When Danny gave me the directive my mind was on the promise.  I immediately started the process without a second thought, to end his life support.  I then had to tell his children.  I was not allowed to show emotion.  I had to be strong.  But I can tell you I was falling apart inside wanting to speak with someone who would reaffirm for me I did the right thing.  I did the right thing - that I know for sure.  I consider that honor a gift which forced me to realize who I am.
 
I said to this VA nurse but how do I protect myself if pulling back means not being who I am?  I make a promise and I keep it, especially in these type matters.  My brother made me promise I would take care of him once he could no longer care for himself.  But his wife wants him to die in a cesspool of a nursing home, where twice TRICARE had found they have tried to commit fraud on his estate with fraudulent billing, and had to be threatened with a lawsuit to get him taken to the ER where they found the hip fracture which lead to the surgery, and an end to his screaming out in pain 24/7.  He had fallen out of bed at least 10 times, and even after the surgery, continues to fall out of bed. Nothing is being done about it. 
 
I have maxed out my credit cards protecting my brother and will go into financial ruin if need be to get him to Houston and under the proper care.

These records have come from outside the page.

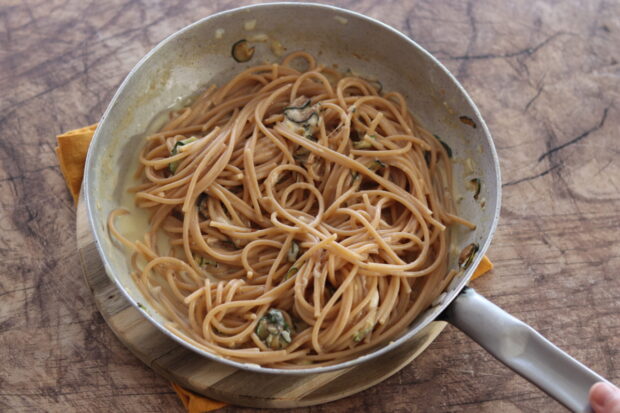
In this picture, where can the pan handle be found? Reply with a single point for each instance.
(523, 349)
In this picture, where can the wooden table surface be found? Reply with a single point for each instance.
(545, 75)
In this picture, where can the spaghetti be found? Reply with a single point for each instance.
(306, 213)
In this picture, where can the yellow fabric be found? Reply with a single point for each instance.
(485, 266)
(71, 152)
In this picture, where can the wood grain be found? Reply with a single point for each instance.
(216, 380)
(546, 78)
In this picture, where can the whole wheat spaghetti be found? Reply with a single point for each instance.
(307, 215)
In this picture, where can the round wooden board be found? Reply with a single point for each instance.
(217, 380)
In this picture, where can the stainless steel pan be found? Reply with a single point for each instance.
(200, 53)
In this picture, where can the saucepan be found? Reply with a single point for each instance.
(201, 53)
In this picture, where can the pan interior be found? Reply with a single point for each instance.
(200, 55)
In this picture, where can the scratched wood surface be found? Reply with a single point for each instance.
(546, 77)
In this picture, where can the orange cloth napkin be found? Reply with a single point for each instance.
(71, 152)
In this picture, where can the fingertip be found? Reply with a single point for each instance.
(604, 397)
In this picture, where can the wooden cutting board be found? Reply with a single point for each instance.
(219, 381)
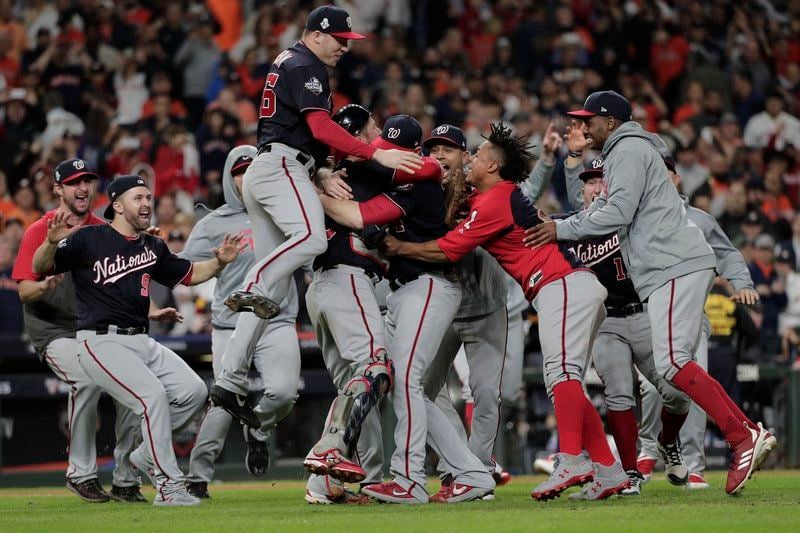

If I had the $100,000, for the retainer for the Houston law firm I know can end this for my brother I would write the check in a second.  I just do not have enough equity in the house and my accounts. 
 
So who am I?  I am a promise keeper in the face of the hardest decisions and times.  If I stop being that promise keeper, who will I be?  Not me, and that will kill me.  If you cannot be yourself who can you be?  I find it confusing people do not understand this.  Am I not just being human?  If being human has become something special then we have failed as a species.  Nothing I do is special.  I am human and keep my promises, how can that possibly be special?
 
Danny through his trust gave me the gift of forcing me to better understand who I am and why when I swore as a lawyer to uphold the law it meant something to me.  No one can point to one accusation wherein I have ever cheated anyone.  All of my State Bar issues related to their complaints that I am exposing the corruption.  I kept my promise there too, and will continue to keep that promise no matter how hard corrupt judges and lawyers try to silence me.  I am not alone.  I know Joshua is with me, and so long as I keep my faith I will make it.
 
SO THANK YOU DANNY FOR THE GIFT OF FORCING ME TO FACE WHO I AM. MY BROTHER AND YOUR BROTHER-IN-LAW THANKS YOU TOO BECAUSE I NOW HAVE MORE FOCUS THAN EVER TO PROTECT HIM
 
 
SERVICES FOR DANIEL MONTES
 
The family is grateful to a well known hotel owner on SPI who has blocked a group of condos for the family coming in from all of the country.  Every condo has been comped.  It is my understanding two well known politicos may speak.  The particulars are still being worked out, but for sure many politicos will be there.
 
THE DATES AND TIMES
 
Visitation will be Friday Jan. 29, 2016 from 5 p.m. to 9 p.m., at Treviño funeral home on OPI Rd. Funeral Mass will be Saturday Jan. 30, 2016 at 10 a.m. at St. Luke Catholic Church
 
An after service venue close to St. Luke Catholic Church has been chosen which will be able to handle a lot of people.  I just need to double confirm before I send people to the wrong place.  We have time.